Particularly given the recent popularity of methods like reinforcement learning with verifiable rewards, which relies on algorithmic scoring functions, we might expect that AI systems will perform better on tasks that can be automatically evaluated compared to ones that can’t.

If AIs are much more capable on tasks that can be automatically evaluated, we might overestimate how useful they are in the field, because we often task AI systems with work that can’t be automatically evaluated.
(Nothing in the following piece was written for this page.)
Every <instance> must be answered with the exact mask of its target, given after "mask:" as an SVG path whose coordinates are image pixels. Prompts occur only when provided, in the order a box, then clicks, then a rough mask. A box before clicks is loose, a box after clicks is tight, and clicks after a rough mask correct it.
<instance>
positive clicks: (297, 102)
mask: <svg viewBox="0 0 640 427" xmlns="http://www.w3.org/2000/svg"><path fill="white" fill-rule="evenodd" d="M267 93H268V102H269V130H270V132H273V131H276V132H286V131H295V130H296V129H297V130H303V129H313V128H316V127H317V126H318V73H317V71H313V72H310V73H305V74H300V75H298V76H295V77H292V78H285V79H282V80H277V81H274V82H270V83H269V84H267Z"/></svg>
We hypothesize that this contributes to the apparent gap between our measured [time horizon](https://metr.org/blog/2025-03-19-measuring-ai-ability-to-complete-long-tasks/) of Claude 3.7 Sonnet of about one hour, and the slowdown effect we observe from our recent [developer productivity RCT](https://metr.org/blog/2025-07-10-early-2025-ai-experienced-os-dev-study/) (which includes many tasks that take humans an hour to complete).

## Methodology

At a high level, we evaluate autonomous agent performance when attempting to complete open-source software tasks. We compare their performance as evaluated by two methods: automatic/algorithmic scoring (using test cases implemented by the original PR authors), and manual/rubric review.